The “Learn to Code” Era Collapses as Computer Science Grads Face Rising Joblessness

Once hailed as the ultimate career safety net, a computer science degree is starting to look a lot less bulletproof.
According to new data from the New York Federal Reserve, recent computer science graduates are facing unexpectedly high unemployment rates, as tech layoffs, automation, and a saturated job market shift the landscape. The report, based on 2023 Census and employment data, reveals that recent CS majors now have a 6.1% unemployment rate—higher than the 5.8% average across all recent college grads.
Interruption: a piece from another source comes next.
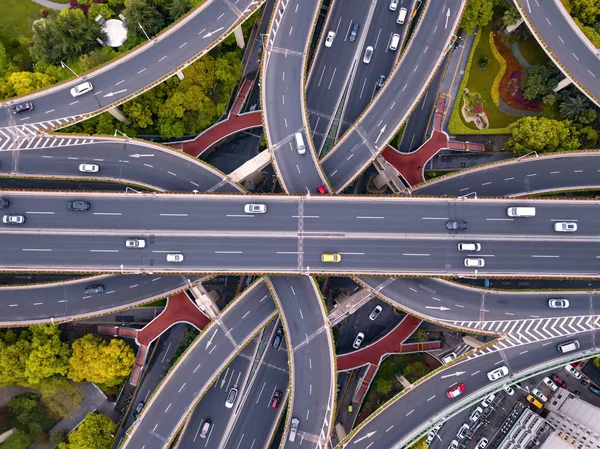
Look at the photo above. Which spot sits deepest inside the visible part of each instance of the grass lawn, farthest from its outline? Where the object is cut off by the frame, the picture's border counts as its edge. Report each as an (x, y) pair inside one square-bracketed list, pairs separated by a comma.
[(481, 81), (532, 52)]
Those who majored in computer engineering are faring even worse, with a 7.5% unemployment rate—third highest among all majors tracked by the NY Fed. That puts them just behind anthropology (9.4%) and physics (7.8%). Computer science ranked seventh on the unemployment list.
In a twist, even journalism grads—frequently told they’ve chosen a dying profession—are experiencing better outcomes, with a 4.4% unemployment rate.
So what went wrong?
Industry experts say the issue isn’t a lack of skill, but a mismatch between education pipelines and a fast-changing job market that’s been rocked by layoffs and automation. HR consultant Bryan Driscoll told Newsweek that many CS majors were sold on an outdated dream.
“We’ve overproduced degrees without addressing how exploitative and gatekept the tech hiring pipeline has become,” Driscoll said. “Entry-level roles are vanishing, unpaid internships are still rampant, and companies are offshoring or automating the very jobs these grads trained for.”
With AI taking on more junior-level coding and development tasks, some recent grads are finding themselves edged out before they even get started. Michael Ryan, founder of personal finance site MichaelRyanMoney.com, said the bar for entry-level tech work has quietly shifted.
“Every kid with a laptop thinks they’re the next Zuckerberg,” Ryan told Newsweek. “But most can’t debug their way out of a paper bag.”
He added: “We created a gold rush mentality around coding right as the gold ran out. Companies are cutting engineering budgets by 40 percent while CS enrollment hits record highs. It’s basic economics. Flood the market, crater the wages.”
The fallout is already visible. Some laid-off or underemployed tech workers are turning to gig work or extreme measures to stay afloat. One former tech employee told SFGATE last year she began selling plasma just to make ends meet.
What was once a straight path to high-paying, high-demand jobs has become far more uncertain. With fewer entry points, rising competition, and automation changing the rules, today’s CS grads are discovering that “learning to code” isn’t the career guarantee it once was.